You forgot to mention how these paxholes don't place a 5 or 10 dollar bill your in hand at the stop, to show their appreciation. Maybe only once or twice, I have experienced this!


----------



## AngelAdams (Jan 21, 2019)

RideshareUSA said:


> ...in abouth a month.
> Finally, confirmation that I doing things juuussssstttt right.
> - don't like my music? ES!
> - my car is too old? ES!
> ...


From my past experience, the only passengers that rate bad are poo passengers. 
when I did rideshare I almost never dipped under 5 stars. The lowest I went was 4.98. My last week I had a streak bonus so I took three poo rides and I ended my career with 4.97. My cars amazing smells amazing I'm amazing. Poo customers are who's who of human garbage.


----------



## UberDaddy.60611 (Oct 11, 2019)

RideshareUSA said:


> ...in abouth a month.
> Finally, confirmation that I doing things juuussssstttt right.
> - don't like my music? ES!
> - my car is too old? ES!
> ...


Uber is like the Chinese Government in so far as how China grades citizens as "good".
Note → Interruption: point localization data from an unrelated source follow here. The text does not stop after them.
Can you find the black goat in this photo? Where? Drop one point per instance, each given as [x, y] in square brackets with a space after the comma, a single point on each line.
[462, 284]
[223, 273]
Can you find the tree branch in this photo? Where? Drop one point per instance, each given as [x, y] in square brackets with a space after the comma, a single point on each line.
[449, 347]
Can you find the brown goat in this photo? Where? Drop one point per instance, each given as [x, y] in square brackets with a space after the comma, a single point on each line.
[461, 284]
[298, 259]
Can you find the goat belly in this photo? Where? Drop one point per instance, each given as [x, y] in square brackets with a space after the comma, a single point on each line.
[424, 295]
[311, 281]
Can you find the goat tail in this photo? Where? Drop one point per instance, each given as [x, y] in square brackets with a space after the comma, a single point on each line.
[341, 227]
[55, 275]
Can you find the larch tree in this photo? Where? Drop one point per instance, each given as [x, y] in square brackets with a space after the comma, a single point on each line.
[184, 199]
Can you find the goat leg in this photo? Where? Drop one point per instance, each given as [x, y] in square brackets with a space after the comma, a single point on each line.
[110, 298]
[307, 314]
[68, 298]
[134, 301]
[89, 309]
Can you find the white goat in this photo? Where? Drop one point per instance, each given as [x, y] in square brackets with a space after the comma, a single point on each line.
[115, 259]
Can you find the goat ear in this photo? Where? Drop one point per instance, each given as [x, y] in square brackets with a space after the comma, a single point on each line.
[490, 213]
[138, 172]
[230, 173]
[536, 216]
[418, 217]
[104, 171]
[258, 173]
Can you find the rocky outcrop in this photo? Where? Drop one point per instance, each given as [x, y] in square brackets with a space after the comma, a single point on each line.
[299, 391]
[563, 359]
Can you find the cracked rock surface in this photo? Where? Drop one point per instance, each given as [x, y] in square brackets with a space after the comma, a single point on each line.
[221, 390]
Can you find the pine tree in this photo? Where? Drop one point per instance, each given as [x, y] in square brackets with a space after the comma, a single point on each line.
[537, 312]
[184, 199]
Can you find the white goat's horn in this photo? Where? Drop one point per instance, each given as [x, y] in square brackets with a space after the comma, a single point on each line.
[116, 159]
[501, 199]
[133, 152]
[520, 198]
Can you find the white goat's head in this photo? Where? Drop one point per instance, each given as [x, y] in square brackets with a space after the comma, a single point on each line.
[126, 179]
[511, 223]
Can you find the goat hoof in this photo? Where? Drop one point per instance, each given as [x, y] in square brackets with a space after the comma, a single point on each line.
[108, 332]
Similarly, Uber gleefully accepts negative ratings from FF riders without requiring the AH riders to give a reason for the negative rating to be logged. Of course, Uber doesn't give a crap about the rainmaking $$$ driver's version of events...like: "The FF rider wanted me to do an illegal U-Turn" or "The app directed to to go down the wrong way down a one-way Street and the FF rider insisted I do so." or after 12hr. of driving a couple of turns got missed because the app directed me to turn in front of three lanes of traffic to make a right turn.
Any Uber driver who jumps through Uber's Ratings Gulag Game deserves to be sent to China.

UD.60611


----------